When an ACH transaction is returned by the receiving bank (e.g., due to insufficient funds, a closed account, or an invalid account number), your bank places a return file on their SFTP server. FiSTWorks lets you browse and download these return files directly from the ACH Drafter. See Return File Management for the full capability overview.

Accessing Return Files

  1. Navigate to ACH Drafter and click the Returns tab.
  2. The page shows your downloaded return files and provides access to browse new files from your bank.

Browsing Bank Files

  1. Click the Browse Bank Files button.
  2. The file browser modal opens.
  3. Select an SFTP profile (bank connection) from the dropdown — this determines which bank's SFTP server to browse.
  4. The system connects to the bank's SFTP server and lists available files in the configured return file directory.
  5. Select the files you want to download and click Download.

Downloaded files appear in the return files table on the Returns tab.

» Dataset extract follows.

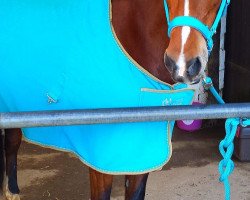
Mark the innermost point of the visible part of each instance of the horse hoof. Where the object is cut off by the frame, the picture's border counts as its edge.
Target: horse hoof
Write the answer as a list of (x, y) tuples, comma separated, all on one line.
[(10, 196)]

Understanding Return Files

Files from your bank typically contain two different kinds of entries: returns (transactions that were rejected) and NOCs (transactions that went through but need your records updated). Both arrive in the same file but should be handled differently.

Returns (R-codes)

Returns are transactions the receiving bank refused. The money was not delivered, and you usually need to take corrective action — contact the recipient, fix the problem, and resubmit. Common return codes:

Code Reason
R01 Insufficient Funds
R02 Account Closed
R03 No Account / Unable to Locate Account
R04 Invalid Account Number
R08 Payment Stopped
R10 Customer Advises Not Authorized
R29 Corporate Customer Advises Not Authorized

Notifications of Change (NOCs, C-codes)

NOCs are the opposite of returns — the transaction was delivered, but the bank is telling you your records have a detail wrong (account number, routing number, name, etc.) and giving you the corrected value. You are required by NACHA rules to update your records within 6 banking days.

See the NOC Codes reference for the full list of C-codes, what they mean, and what to do about each one.

Inspecting a File

You can upload a return file to the ACH Validator to parse its contents and review the return and NOC entries in detail.

SFTP Profile Configuration

The return file browser uses the Return File Directory configured on your SFTP profile. Make sure this path is set correctly in your bank connection settings:

  1. Go to OrganizationBank Connections.
  2. Edit the SFTP profile.
  3. Set the Return File Directory to the path where your bank places return files.

See Organization Management for more details on configuring SFTP profiles.

Tips

  • Check for return files regularly — most banks make return files available within 1-2 business days.
  • Cross-reference return codes with your original transactions to take corrective action (e.g., update a recipient's account number for R03 returns).
  • Return files are stored in your FiSTWorks account so you can review them later without reconnecting to the bank.